戦争のような過ちから何をこそ子どもに教えるべきか。
あるいは、どのような小さなことから、戦争のような悲劇を繰り返さないよう教育するのか。
それは、他を攻撃すること、責めることの愚かしさを学ぶことである。
正しさを振りかざし、相手を支配することの愚かしさともいえる。
実は自己への攻撃があるからこそ、他者への攻撃が起きる。
自分自身を認めず責めるから、自分自身を他から守る必要が起きてしまう。
結果的に、他者を攻撃し、責め、奪い、支配するようになる。
これらの愚かしさは、人間関係の中から学べる。
時にけんかをしたり意地悪をしたりされたりする中で、これを心地よくないと感じ、どうするか考える。
絶対に私が正しくて相手が悪いのだと思っていたのが、話し合う中で「おや?」と気付く。
意地悪をしてしまうのは、実は相手が悪い子だからではなく、自分に自信がなくて守るためなのだとある日気付く。
気付く子どもは、自分の在り方次第で相手が変わる、世界が変わるということに気付く。
(ただしこれには多くの場合、指導者や周りの人間の助けがいる。指導者が大切な所以である。)

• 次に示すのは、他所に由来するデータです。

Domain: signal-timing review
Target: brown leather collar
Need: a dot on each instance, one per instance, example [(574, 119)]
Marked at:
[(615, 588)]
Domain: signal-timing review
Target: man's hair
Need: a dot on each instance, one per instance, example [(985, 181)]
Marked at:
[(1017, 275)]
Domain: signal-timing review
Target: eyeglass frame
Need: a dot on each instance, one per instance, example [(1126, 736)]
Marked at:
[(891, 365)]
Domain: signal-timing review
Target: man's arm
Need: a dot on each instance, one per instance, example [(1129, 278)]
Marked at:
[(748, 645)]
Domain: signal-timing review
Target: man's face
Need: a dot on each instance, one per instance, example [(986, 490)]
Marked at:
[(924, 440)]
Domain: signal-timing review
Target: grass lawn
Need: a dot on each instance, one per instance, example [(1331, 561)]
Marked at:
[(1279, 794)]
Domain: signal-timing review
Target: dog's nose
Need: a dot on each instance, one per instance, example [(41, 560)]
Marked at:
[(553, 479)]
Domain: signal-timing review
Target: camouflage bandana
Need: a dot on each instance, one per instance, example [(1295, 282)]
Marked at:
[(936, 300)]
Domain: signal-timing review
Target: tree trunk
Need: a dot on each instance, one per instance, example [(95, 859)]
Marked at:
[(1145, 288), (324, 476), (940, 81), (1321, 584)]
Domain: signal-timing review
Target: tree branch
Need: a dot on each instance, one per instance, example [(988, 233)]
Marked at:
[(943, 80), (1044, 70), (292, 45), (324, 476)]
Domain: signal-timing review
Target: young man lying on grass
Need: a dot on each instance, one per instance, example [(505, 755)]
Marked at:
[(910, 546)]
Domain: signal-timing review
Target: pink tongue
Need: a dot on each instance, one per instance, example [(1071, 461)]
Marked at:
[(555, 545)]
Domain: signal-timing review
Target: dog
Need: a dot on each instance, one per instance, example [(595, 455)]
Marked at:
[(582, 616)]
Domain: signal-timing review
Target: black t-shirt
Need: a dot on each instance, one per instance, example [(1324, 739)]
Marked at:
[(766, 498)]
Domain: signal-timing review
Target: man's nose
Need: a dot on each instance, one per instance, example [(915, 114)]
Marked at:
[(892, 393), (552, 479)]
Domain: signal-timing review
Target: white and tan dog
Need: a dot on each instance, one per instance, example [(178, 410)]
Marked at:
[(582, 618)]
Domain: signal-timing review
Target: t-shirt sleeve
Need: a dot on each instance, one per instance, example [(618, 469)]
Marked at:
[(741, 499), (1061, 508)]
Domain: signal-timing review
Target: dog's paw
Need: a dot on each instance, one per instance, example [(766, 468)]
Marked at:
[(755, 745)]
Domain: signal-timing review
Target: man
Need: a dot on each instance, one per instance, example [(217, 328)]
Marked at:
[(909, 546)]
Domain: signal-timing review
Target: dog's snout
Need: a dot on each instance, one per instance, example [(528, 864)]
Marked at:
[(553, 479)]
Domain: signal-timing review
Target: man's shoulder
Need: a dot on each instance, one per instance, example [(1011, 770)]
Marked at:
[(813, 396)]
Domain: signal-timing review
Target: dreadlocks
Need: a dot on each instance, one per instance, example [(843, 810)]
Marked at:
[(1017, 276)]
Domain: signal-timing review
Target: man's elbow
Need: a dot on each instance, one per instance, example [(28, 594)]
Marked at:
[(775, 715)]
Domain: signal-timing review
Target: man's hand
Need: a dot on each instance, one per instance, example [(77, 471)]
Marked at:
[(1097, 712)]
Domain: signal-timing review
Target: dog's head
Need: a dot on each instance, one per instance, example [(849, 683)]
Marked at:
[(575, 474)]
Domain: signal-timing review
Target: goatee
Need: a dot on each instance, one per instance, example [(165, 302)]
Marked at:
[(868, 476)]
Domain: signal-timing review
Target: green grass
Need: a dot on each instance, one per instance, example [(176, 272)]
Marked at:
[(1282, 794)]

つまり、自分自身を認めておらず、自信がないから、人を認められないで、責める。
逆に言えば、自分を認めると、人を認めるようになり、責めなくなる。
「自分にもそういうところがあるし、失敗もする」と思い、自分自身を受容する。
そうなると人を責めないで、事情を慮るという行為につながっていく。
多様性への受容につながる。
「自分自身」のアイデンティティの中には、国も含まれる。
今の自国を認め、他国を認め、責めない。
その前提姿勢があってこそ、戦争の歴史を振り返ることに初めて意義が出る。
8月6日、9日の両原爆忌は、国際社会における日本人という立場にとっても、決して忘れてはならない日である。